Groundhopper sind die Globetrotter unter den Fans, ihr Lebenswerk misst sich an der Zahl der Stadien, die sie gesehen haben. Die Stadiensammler machen aus dem Zusehen ihre eigene Sportart, in der der Besuch eines Grounds das Größte ist. Ich aber mag einfach nur das Fahrradfahren und das Fußballschauen.

Ich möchte wissen, wie es sich anfühlt, Tag für Tag von Stadion zu Stadion zu ziehen. Ich möchte den Hoppern nachspüren. Daher werde ich zehn Tage mit dem Fahrrad groundhoppen, dabei zwischen Maas, Rhein, Ruhr und Wupper unterwegs sein.

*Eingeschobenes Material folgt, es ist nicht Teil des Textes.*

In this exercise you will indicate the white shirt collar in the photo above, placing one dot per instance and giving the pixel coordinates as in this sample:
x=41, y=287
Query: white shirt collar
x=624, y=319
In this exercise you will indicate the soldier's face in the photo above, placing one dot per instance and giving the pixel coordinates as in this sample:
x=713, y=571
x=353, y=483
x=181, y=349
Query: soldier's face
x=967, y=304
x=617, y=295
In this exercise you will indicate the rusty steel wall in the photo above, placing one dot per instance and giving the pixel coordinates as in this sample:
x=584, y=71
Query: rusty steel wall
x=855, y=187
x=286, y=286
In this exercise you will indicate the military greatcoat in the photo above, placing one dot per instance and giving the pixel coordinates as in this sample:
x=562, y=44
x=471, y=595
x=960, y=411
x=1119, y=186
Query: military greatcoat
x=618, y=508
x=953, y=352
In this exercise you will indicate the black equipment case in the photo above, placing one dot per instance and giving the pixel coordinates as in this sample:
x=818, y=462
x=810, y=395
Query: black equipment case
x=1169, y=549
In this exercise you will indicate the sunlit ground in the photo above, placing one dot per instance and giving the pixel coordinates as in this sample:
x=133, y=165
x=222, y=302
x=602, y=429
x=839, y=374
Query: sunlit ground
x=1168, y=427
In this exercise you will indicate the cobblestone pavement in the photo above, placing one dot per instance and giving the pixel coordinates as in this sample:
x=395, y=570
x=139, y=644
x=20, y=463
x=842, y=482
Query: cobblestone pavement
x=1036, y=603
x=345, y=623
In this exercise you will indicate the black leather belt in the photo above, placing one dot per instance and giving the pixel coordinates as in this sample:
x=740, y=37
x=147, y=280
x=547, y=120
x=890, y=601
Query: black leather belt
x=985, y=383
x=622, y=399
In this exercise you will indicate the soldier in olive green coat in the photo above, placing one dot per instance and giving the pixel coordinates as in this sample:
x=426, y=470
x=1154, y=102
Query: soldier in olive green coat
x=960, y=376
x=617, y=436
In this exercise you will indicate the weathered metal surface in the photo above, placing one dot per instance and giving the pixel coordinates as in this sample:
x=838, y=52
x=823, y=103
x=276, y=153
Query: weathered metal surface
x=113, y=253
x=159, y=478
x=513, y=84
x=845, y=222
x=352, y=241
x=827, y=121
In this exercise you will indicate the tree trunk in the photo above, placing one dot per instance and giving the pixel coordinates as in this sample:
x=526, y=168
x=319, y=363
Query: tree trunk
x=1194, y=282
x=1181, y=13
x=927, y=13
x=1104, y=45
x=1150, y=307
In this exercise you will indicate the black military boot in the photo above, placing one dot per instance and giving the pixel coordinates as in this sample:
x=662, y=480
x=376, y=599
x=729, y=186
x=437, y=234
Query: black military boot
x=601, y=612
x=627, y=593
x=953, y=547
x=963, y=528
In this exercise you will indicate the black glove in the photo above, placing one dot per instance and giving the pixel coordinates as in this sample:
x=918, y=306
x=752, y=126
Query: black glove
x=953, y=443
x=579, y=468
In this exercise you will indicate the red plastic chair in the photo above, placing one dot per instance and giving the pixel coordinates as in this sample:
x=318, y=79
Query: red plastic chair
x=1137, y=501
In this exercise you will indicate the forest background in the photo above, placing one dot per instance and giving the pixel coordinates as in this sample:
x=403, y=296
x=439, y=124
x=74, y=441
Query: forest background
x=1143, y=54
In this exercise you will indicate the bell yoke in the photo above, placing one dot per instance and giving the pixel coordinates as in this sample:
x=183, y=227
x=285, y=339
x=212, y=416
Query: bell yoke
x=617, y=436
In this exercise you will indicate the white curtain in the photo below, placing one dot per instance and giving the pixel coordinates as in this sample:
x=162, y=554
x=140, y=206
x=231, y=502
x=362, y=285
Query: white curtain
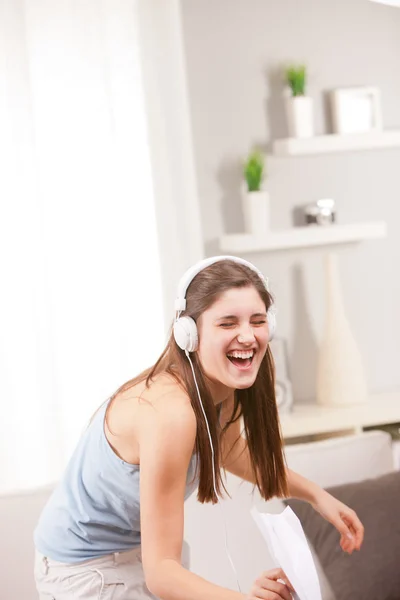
x=81, y=298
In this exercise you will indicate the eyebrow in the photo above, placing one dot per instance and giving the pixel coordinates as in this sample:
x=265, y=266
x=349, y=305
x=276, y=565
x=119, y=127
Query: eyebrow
x=235, y=317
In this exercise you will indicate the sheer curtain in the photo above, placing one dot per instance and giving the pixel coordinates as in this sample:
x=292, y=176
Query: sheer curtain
x=81, y=299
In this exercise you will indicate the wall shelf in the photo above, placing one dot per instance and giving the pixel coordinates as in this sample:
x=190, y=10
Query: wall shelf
x=302, y=237
x=333, y=143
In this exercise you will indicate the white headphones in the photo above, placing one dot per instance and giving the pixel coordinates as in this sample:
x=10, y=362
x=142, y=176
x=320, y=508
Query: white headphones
x=185, y=328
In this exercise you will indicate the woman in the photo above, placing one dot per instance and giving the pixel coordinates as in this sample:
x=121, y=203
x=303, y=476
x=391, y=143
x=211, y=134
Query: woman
x=103, y=536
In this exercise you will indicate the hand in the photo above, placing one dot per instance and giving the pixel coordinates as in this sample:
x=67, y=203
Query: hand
x=267, y=587
x=343, y=518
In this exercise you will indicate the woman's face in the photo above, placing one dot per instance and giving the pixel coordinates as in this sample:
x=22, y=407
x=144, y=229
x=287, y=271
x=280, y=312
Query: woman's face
x=233, y=338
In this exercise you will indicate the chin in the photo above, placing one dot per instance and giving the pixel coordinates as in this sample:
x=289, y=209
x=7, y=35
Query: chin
x=244, y=385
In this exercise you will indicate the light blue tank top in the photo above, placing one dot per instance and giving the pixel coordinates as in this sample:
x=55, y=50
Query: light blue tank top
x=95, y=509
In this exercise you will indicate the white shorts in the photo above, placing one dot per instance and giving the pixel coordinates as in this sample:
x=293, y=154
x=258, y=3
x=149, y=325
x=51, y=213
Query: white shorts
x=116, y=576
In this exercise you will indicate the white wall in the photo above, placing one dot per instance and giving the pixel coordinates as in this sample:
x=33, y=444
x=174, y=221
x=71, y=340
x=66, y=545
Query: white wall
x=233, y=50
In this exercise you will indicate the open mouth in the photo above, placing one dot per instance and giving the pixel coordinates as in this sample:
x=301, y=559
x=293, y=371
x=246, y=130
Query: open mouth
x=241, y=360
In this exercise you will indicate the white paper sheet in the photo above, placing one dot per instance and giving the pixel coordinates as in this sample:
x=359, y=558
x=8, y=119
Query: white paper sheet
x=288, y=546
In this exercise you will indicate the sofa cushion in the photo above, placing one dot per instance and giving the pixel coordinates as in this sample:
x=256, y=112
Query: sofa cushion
x=373, y=573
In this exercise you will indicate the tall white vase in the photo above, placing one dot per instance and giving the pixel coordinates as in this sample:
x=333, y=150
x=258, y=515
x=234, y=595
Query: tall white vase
x=300, y=116
x=340, y=372
x=256, y=212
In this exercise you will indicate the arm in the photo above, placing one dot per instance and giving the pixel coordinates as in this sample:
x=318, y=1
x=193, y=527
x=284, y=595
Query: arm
x=166, y=440
x=236, y=460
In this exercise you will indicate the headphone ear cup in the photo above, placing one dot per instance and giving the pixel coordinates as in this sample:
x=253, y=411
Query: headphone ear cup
x=271, y=319
x=185, y=334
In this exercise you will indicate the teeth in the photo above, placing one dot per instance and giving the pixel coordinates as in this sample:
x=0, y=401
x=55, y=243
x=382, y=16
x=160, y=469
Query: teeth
x=243, y=355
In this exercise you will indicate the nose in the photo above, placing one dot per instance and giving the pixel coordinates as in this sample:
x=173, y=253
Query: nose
x=246, y=335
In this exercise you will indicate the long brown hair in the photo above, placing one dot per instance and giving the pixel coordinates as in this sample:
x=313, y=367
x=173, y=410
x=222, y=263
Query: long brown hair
x=256, y=404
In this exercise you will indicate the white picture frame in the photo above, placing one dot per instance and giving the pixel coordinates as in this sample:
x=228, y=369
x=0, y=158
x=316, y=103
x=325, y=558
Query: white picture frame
x=356, y=110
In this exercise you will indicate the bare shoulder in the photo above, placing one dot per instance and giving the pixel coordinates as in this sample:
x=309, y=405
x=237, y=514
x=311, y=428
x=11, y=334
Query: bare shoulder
x=167, y=404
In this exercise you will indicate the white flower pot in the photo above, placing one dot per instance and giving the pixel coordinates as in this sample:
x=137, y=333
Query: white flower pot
x=300, y=117
x=340, y=372
x=256, y=212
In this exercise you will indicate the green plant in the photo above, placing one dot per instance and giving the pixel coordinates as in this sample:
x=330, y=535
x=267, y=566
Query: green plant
x=296, y=78
x=254, y=170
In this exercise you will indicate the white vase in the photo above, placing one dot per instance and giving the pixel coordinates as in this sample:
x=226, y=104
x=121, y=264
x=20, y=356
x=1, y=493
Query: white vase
x=340, y=372
x=300, y=117
x=256, y=212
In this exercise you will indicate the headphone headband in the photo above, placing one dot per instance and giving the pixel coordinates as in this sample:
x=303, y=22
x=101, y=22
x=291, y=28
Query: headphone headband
x=187, y=278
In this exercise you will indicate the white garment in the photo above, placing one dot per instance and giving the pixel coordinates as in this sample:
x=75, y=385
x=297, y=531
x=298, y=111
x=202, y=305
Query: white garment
x=117, y=576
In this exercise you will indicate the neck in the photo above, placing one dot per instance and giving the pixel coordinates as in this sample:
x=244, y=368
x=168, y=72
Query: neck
x=219, y=392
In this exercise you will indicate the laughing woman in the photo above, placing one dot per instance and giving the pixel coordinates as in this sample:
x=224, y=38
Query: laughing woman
x=113, y=528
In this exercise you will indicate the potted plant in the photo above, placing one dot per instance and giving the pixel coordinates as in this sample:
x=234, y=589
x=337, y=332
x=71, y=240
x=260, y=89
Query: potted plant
x=299, y=107
x=255, y=199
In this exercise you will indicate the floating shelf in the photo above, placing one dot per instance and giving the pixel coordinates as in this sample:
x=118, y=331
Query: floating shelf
x=325, y=144
x=303, y=237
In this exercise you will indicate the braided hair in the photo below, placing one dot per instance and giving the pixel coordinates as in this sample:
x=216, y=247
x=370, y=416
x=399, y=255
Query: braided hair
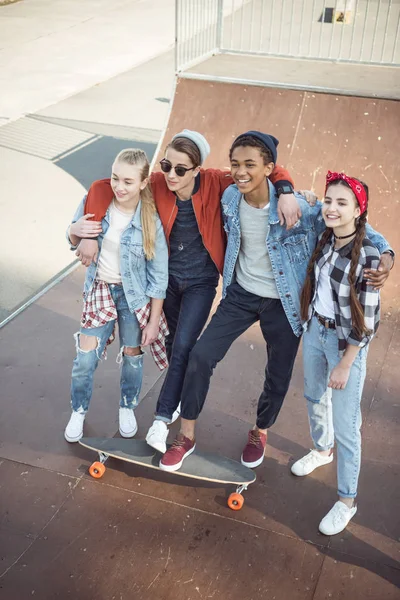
x=357, y=313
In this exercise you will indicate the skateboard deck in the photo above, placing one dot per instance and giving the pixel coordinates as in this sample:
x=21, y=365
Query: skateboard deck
x=199, y=465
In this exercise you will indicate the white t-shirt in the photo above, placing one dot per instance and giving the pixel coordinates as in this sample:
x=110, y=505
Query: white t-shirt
x=253, y=266
x=109, y=269
x=323, y=302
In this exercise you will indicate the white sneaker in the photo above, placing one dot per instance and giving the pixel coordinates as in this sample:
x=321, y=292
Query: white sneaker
x=310, y=462
x=127, y=422
x=176, y=414
x=337, y=518
x=157, y=436
x=74, y=430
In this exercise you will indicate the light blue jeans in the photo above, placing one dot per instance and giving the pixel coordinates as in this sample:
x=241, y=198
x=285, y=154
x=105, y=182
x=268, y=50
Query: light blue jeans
x=334, y=415
x=86, y=362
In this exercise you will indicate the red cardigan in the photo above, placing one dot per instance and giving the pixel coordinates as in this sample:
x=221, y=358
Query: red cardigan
x=206, y=205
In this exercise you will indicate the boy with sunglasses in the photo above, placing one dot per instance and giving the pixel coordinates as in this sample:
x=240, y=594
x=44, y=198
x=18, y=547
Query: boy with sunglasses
x=264, y=270
x=188, y=200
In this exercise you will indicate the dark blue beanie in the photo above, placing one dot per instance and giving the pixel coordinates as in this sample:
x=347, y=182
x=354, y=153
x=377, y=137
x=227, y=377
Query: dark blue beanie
x=269, y=141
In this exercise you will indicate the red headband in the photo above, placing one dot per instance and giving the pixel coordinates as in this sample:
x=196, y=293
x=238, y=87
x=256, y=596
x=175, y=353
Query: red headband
x=355, y=185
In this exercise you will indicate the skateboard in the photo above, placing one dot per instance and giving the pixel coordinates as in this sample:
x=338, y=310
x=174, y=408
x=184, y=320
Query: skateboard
x=199, y=465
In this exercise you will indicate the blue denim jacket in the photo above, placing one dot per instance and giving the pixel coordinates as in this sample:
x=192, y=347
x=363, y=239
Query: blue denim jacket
x=142, y=279
x=289, y=251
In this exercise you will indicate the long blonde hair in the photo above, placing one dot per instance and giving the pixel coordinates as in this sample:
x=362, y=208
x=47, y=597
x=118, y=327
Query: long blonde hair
x=137, y=157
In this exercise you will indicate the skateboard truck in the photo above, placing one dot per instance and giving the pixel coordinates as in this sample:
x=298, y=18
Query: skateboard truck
x=97, y=469
x=236, y=500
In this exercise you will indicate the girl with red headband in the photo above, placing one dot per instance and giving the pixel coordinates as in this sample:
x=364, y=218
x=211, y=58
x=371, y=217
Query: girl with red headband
x=342, y=314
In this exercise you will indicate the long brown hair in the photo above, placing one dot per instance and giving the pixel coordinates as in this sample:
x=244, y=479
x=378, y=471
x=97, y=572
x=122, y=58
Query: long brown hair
x=357, y=313
x=137, y=157
x=187, y=147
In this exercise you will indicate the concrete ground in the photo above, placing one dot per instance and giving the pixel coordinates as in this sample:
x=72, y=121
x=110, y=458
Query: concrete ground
x=139, y=534
x=79, y=83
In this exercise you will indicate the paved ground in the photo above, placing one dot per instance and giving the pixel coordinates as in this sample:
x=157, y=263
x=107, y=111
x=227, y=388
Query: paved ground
x=67, y=115
x=141, y=534
x=136, y=533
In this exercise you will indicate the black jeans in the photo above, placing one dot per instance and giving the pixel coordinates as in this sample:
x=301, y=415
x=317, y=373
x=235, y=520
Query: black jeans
x=186, y=307
x=236, y=313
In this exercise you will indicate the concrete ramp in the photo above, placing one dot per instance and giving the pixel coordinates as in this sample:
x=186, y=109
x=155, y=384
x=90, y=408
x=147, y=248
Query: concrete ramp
x=144, y=535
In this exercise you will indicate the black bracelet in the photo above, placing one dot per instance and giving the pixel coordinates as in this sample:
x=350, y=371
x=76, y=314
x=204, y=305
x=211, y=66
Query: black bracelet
x=283, y=187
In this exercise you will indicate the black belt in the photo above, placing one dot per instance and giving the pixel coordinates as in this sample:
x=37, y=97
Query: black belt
x=328, y=323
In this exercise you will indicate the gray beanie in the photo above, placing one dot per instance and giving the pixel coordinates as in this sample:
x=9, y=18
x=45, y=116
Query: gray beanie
x=198, y=139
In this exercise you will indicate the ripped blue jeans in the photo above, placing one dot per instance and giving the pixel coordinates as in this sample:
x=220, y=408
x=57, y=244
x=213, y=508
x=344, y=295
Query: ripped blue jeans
x=334, y=415
x=86, y=362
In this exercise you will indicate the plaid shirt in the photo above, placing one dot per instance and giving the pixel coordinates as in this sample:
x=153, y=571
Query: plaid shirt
x=99, y=308
x=369, y=298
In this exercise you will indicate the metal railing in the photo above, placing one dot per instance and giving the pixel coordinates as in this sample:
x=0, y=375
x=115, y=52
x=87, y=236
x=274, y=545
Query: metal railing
x=355, y=31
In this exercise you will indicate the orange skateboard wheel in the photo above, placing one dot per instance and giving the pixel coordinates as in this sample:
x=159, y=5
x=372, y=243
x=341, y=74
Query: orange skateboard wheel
x=97, y=470
x=235, y=501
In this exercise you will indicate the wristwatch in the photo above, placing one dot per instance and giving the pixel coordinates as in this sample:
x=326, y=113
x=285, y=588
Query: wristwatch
x=283, y=187
x=392, y=254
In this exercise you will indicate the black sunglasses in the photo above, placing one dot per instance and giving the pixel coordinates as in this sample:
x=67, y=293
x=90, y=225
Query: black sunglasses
x=179, y=171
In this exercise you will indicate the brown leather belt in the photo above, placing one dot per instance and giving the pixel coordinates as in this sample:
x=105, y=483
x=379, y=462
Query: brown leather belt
x=328, y=323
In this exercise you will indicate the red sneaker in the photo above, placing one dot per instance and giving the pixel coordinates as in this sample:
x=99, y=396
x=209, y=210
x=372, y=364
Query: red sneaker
x=175, y=455
x=253, y=452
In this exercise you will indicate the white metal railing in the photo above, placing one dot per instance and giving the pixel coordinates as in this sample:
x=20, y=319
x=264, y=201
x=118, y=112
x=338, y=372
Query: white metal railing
x=356, y=31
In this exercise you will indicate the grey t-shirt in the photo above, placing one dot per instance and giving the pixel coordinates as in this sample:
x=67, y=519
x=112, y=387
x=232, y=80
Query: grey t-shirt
x=253, y=266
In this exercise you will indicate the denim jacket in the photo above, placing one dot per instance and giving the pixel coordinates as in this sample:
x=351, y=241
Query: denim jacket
x=289, y=251
x=142, y=279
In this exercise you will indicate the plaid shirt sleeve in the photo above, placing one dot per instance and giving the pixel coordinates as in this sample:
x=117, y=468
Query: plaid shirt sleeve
x=157, y=348
x=369, y=299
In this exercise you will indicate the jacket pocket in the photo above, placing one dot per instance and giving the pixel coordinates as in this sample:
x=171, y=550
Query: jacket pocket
x=296, y=248
x=136, y=250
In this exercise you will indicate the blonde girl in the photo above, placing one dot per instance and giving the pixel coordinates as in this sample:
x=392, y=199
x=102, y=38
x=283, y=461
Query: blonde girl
x=129, y=275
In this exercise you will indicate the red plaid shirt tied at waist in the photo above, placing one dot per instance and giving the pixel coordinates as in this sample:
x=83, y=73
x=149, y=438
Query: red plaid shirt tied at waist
x=99, y=309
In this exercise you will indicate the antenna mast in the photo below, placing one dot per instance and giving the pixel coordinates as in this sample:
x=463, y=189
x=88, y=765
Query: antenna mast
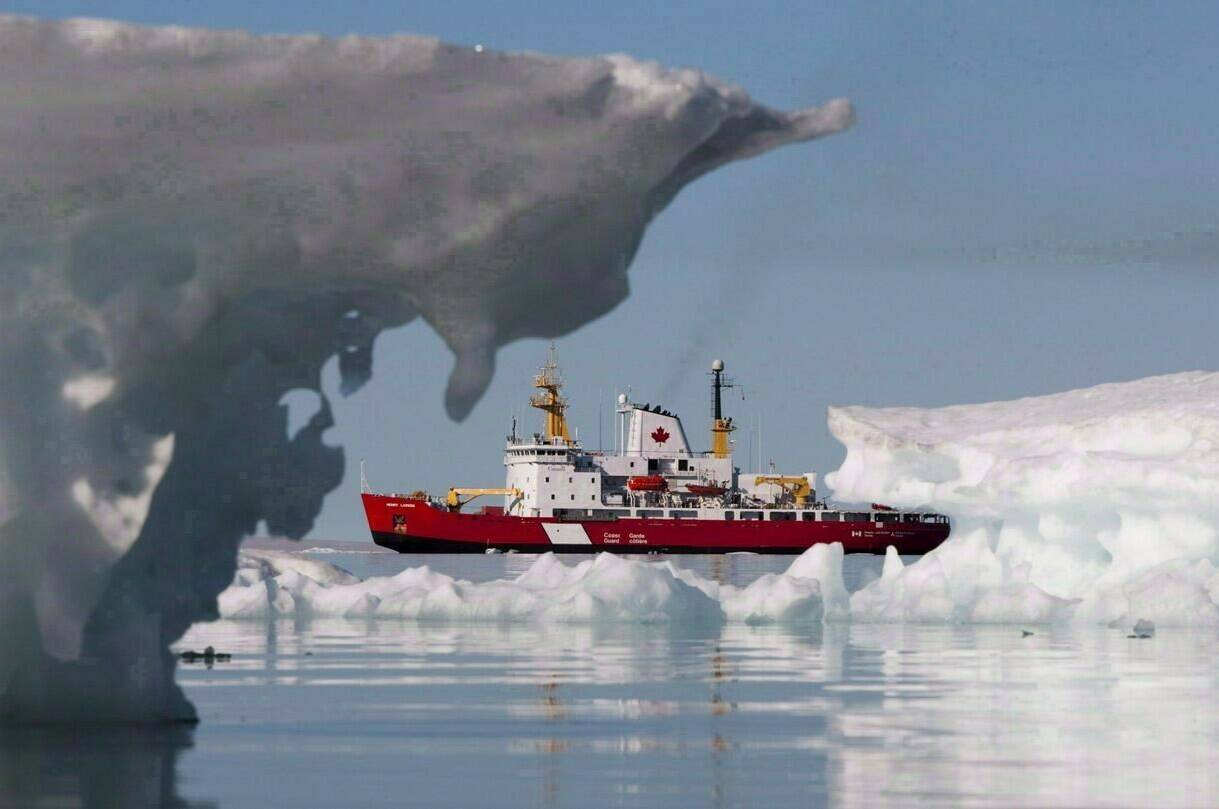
x=721, y=427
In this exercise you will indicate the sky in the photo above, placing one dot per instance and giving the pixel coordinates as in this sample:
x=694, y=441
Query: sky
x=1027, y=205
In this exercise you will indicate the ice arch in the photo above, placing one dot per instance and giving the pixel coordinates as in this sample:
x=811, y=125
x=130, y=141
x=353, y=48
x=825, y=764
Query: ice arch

Es gibt kaum einen besseren Zeitpunkt, eine solche Tour zu bestreiten, als die kommenden englischen Wochen. Ich werde die Wege zweier Borussias kreuzen, jenen des FC Bayern, auch den des VfB Solingen oder den der Frauen des FCR Duisburg. Start ist in Köln, der Weg führt mich von dort aus in die zweite holländische Liga zur Maastrichtse Voetbal Vereniging. Danach soll es zu den juvenilen Fohlen nach Gladbach gehen – und dann tief in den Westen, wo die Sonne verstaubt.

Da ein beträchtlicher Teil der Spiele im Ruhrgebiet stattfindet, ist der Arbeitstitel und das Hashtag meines Experiments #potthop – zu begleiten ist das Abenteuer über den Twitter-Account von ZEIT-ONLINE-SPORT.

Die echten Groundhopper könnte man als Nerds charakterisieren. Gemein ist ihnen, dass sie möglichst viele Spiele einer Sportart in möglichst kurzer Zeit sehen – optimal ist eine Ausbeute von vier bis fünf Matches am Tag. Daher auch hopping, also hüpfen: Es geht weniger darum, den Besuch eines Fußballspiels zu genießen, als vielmehr möglichst schnell von Ground zu Ground zu kommen. Dabei sammelt man Punkte. Mit jedem besuchten Spiel (man muss mindestens eine Halbzeit gesehen haben) "macht" man einen Ground. Beim Fußball bekommt man pro Fifa-Mitgliedsstaat, in dem man ein Match gesehen hat, einen Länderpunkt. Was nach strengen Regularien klingt, ist bisher nur unausgesprochener Kodex in der Groundhopper-Szene.

Um Groundhopping-Punkte muss ich mir kaum Gedanken machen. Nur einen mickrigen Extra-Länderpunkt – nämlich den auf holländischem Boden – dürfte ich nach der Tour auf meinem Konto haben, immerhin kommen ein paar Stadienpunkte dazu. Warum das Ganze also, wenn nicht als Eintrittskarte in die Welt der Groundhopper?